Elasticsearch (ES) is built for searching collections of documents.  To improve retrieval performance it calculates query scores that are used for ordering the results returned.  The overhead of these calculations can unnecessarily slow operations involving many documents in a large index.  

For creating and managing large numbers of documents, ES has particular methods for "bulk" CRUD operations.  One of these is used to download or copy an entire index, or a large portion of it.  It does what is referred to as a "scroll" search.  

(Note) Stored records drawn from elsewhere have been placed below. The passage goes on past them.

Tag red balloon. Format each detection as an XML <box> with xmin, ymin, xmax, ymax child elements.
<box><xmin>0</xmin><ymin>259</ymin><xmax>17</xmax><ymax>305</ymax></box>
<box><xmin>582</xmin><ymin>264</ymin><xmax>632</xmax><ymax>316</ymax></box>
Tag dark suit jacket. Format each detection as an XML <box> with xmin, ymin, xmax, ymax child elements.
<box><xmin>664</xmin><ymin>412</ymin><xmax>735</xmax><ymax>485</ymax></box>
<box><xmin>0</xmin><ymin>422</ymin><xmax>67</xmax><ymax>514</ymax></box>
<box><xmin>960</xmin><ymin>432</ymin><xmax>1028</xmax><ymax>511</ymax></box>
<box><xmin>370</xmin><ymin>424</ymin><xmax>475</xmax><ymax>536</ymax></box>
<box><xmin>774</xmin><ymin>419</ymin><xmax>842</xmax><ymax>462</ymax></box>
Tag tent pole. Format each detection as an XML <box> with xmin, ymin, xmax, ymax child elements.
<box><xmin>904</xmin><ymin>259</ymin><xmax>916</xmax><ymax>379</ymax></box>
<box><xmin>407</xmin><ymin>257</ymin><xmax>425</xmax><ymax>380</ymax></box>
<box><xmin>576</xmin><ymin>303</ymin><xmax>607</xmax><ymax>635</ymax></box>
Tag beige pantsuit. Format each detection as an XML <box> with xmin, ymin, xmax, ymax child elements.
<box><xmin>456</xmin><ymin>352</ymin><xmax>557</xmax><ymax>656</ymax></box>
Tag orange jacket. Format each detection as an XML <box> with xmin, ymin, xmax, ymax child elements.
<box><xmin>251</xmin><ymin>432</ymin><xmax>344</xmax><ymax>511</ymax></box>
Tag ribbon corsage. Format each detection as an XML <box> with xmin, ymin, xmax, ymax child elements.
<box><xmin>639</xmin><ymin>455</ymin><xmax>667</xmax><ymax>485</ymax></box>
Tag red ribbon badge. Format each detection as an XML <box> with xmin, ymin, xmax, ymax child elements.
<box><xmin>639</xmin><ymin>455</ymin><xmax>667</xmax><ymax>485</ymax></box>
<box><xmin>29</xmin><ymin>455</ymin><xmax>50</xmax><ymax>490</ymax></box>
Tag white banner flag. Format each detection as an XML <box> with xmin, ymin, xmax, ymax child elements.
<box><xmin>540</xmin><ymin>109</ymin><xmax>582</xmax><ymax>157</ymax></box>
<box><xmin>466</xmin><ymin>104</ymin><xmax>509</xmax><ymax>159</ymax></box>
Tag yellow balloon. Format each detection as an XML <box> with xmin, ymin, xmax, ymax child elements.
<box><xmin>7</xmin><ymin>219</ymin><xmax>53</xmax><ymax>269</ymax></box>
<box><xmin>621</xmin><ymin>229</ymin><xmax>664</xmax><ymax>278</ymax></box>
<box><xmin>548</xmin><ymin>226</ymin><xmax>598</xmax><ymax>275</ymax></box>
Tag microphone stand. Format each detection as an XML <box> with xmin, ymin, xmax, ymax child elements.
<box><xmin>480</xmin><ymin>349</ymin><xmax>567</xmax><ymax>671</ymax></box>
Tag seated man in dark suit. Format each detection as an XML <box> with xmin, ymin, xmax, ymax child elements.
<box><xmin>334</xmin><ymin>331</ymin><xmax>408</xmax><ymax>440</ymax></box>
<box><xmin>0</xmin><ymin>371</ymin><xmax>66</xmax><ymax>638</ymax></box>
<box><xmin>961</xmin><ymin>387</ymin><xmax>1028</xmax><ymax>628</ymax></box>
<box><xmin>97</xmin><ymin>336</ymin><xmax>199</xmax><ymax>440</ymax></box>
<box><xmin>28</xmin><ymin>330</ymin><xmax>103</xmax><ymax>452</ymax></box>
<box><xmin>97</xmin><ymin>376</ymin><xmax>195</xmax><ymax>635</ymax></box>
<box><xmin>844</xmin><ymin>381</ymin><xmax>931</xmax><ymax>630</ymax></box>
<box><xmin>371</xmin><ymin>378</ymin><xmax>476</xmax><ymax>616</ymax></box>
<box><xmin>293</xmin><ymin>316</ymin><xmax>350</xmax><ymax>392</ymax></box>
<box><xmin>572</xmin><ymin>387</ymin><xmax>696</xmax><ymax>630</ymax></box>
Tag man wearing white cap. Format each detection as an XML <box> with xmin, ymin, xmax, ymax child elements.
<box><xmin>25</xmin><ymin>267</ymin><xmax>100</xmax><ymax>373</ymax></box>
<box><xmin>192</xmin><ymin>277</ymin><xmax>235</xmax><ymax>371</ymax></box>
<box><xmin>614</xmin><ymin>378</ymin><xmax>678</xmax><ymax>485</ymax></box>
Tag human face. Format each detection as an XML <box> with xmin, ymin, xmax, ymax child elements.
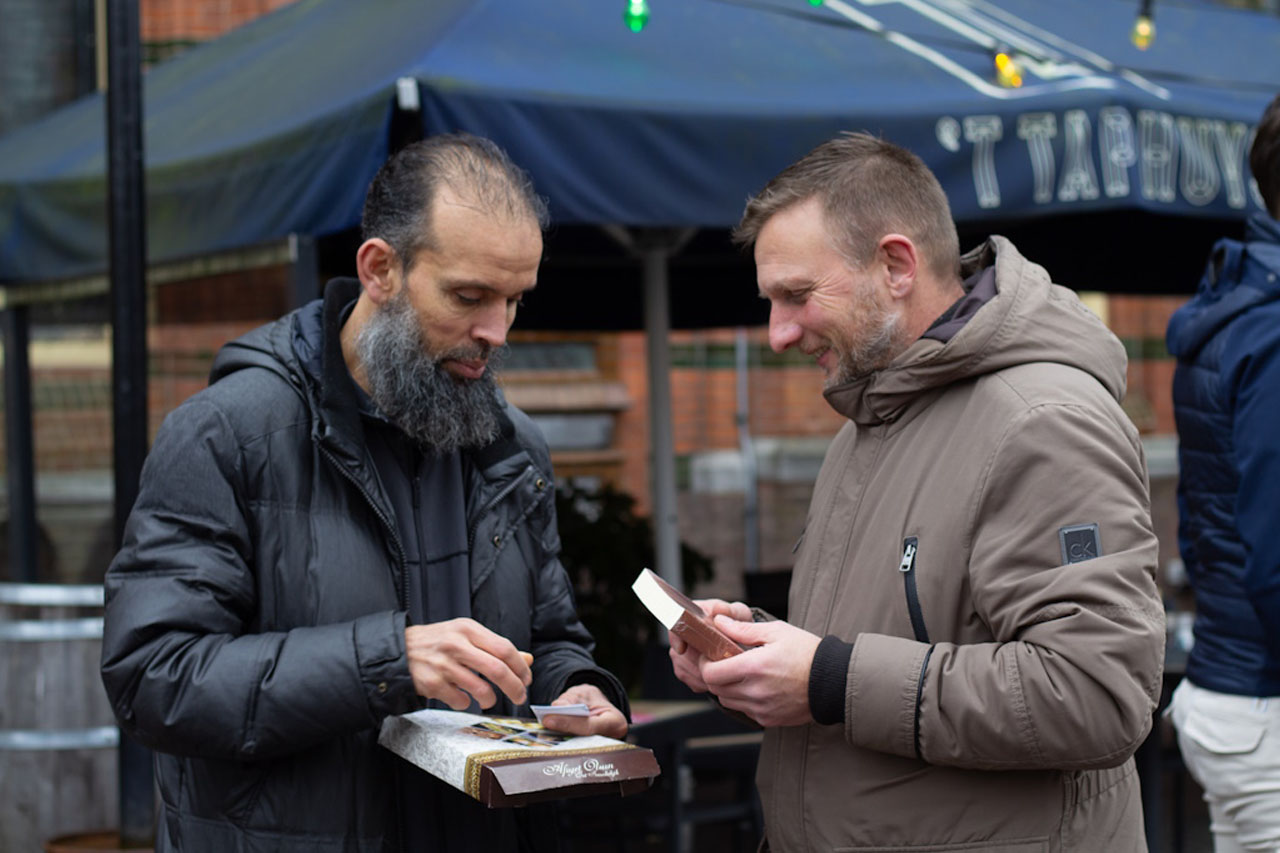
<box><xmin>397</xmin><ymin>190</ymin><xmax>543</xmax><ymax>380</ymax></box>
<box><xmin>755</xmin><ymin>197</ymin><xmax>902</xmax><ymax>388</ymax></box>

A scroll search consists of first obtaining all document ID's of documents that match a query, and then using them to retieve all the matched documents.  The results are not returned in any particular order.  Scroll searches are used in order to copy an index to another location, to reindex an index, or to download an index for local processing. 

The ES Python client can do scroll searches in a pretty straightforward manner.  To use it on the ES enron index on the SSCC, you need to have a version of it that is 5.x.  The following provides a simple demonstration of scroll searching to retrieve _all_ email messages from the ES enron index that you can run.

In [1]:
 # note the package's helper methods are are imported, too.
from elasticsearch import Elasticsearch, helpers 

In [2]:
# connecting to the enron index in ES
es=Elasticsearch('http://enron:spsdata@129.105.88.91:9200')  

In [3]:
# a query spec to match everything, i.e. to retrieve all messages
query={"query" : {"match_all" : {}}}    

In [4]:
scanner=helpers.scan(client= es, query=query, scroll= "10m", index="",
                       doc_type="email", timeout="10m")

`scanner`, above, is a _generator_ of the ID's of the enron documents that can be retrieved by using it.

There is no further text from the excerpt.